Ireland to take more refugees in show of 'solidarity'
Ireland is willing to do more on migration including taking more refugees and giving financial support, said the Taoiseach.
Speaking ahead of next week's June summit where the migration issue could trigger a major political earthquake in Germany and across the EU, the Taoiseach committed Ireland to giving more as a way of repaying the solidarity Ireland has received over Brexit.
It's about "solidarity and burden-sharing", he said.
"We are in favour of the European Commission proposals to ensure that all countries share in taking refugees and we're willing to do that.
"We've already given a commitment to accept 4,000 and they're mostly coming from Italy and Greece; that number is yet to arrive.
"So we haven't set a new figure as yet but in principle we're willing to contribute to all of them," he told the Irish Independent.
The new Italian government - made up of far-right anti-immigration politicians - has demanded the issue returns to the front of the EU's agenda.
Italy and Greece have born most of the burden of the refugee crisis as they are the top landing spots for migrants coming from the Middle East and Africa.

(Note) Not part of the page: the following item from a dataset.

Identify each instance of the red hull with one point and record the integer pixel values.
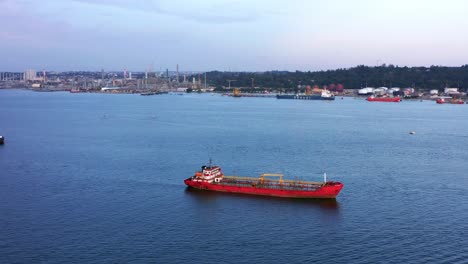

In Germany, Angela Merkel is facing down serious calls from within her coalition to tighten refugee laws.
Some observers say it could lead to her resignation.
Mr Vardakar defended immigration, saying: "On balance migration is a good thing; Europe needs migration.
"We've a shortage of skilled labour to staff our economy and run our health service. It enriches our cultures and societies."
But, he said, "it does need to be managed; it can't be uncontrolled and the fact that it has been uncontrolled has given rise to far-right and nationalist/populist forces across Europe and that has to be a bad thing".
He said the solution lies with treating the problem at source.
"We need to remove some of the reasons people migrate; remove some of the reasons people risk their lives and pay traffickers huge amounts of money to get to Europe.
"The reason people do is they live in unsafe places where there is no economic opportunities," said Mr Varadkar.
Ireland can help by "doing more in Africa and Middle East to reduce push factors, and more burden-sharing which would involve accepting migrants and making financial contributions - we're willing to do that," he said.